|Rubber Soul (Photo credit: Wikipedia)|
Anyone in my generation who was not affected by the Beatles must have been living on a desert island or something of that nature. The past 50 years have been so acutely touched by the influence of Beatlemania and the drastic culture quake that shook up the world with its coming. In the future historians may even label our time as the Beatles Era.
Who could miss all of the attention the media has been giving the 50th anniversary of the arrival of the Beatles to America? We'd just gotten past the 50th anniversary of the assassination of John F. Kennedy--the date that anyone with an awareness of what was going on at that time has indelibly etched in their memory. Since the arrival of the Beatles came so soon after the assassination of JFK, the two events seem to be somehow tied to one another. We moved from sorrow and disbelief to elation and anticipation of things to come.
Most in my age group probably saw the Beatles when they debuted on the Ed Sullivan Show. Some of you may have been somewhat cynical about those mop topped boys from the UK. I know I was. My younger sister was totally caught up in the fervor of the fad. I made fun of her for getting so excited about it all, yet I watched with a curiosity. It was hard not to like the Beatles and the music really was kind of catchy.
After their films A Hard Day's Night and Help! came out I started counting myself as a fan. My sister still was the one who owned their albums, but I was now listening to them as much as she was. I was bitten by the bug of the whole British Invasion and began to keep track of which groups were doing what songs. So much good and intriguing music was pervading the airwaves and starting to end up in our record collections.
I was still in junior high school and living in Northern Indiana. I began to listen faithfully to Chicagoland AM radio station WLS and was buying 45 rpm records of the hits that appealed to me. Not the Beatles though. This group still belonged to my sister. I listened to them, but my sister owned the records, fan mags, and other memorabilia. She even went with one of her friends to a Beatles concert in Chicago. She said later that she couldn't hear the music for all the screaming in the audience.
Then something happened to turn things topsy turvy. As Christmas approached in 1965 there were reports that the Beatles next album would be a radical change from anything that had come before. I was there by my radio on the day they began debuting songs from the album. The reports had been right. This was now a new sound--a deeper, more complex Beatles. The song "Michelle" received repeated airplay. The new album Rubber Soul was my top request on my Christmas list for that year and my mother got it for me.
I was now the boss of the Beatles in our household. My sister grew out of her infatuation with the boys. The pictures came down off her walls and she became interested in other music. From that album on, every Beatle album thereafter became a revered part of my ever growing collection of vinyl LP's.
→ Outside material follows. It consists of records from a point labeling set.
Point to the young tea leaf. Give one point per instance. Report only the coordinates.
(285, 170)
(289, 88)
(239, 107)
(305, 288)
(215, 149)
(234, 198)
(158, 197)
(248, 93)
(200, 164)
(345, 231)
So many fond memories are connected with the hours I spent listening to that music.
Today the music of the Beatles still sounds good to me and holds a special place in my heart. My tastes have expanded far beyond the Beatles and I have a much more diverse range of musical interest. The Beatles impacted so many others in the same way as they did me. The nature of music and entertainment still remains influenced by their music. The adjective "Beatlesque" has often been used to describe certain musical styles that are reminiscent of what the lads from Liverpool did in their time.
Like them or not, the Beatles impacted history in a notable way. And they certainly influenced me and the way I listen to music.
Were you around when the Beatles arrived on the cultural scene? What did you think of the Beatles? Do you like their music now? How much do you think the Beatles and their music will be remembered a hundred years from now?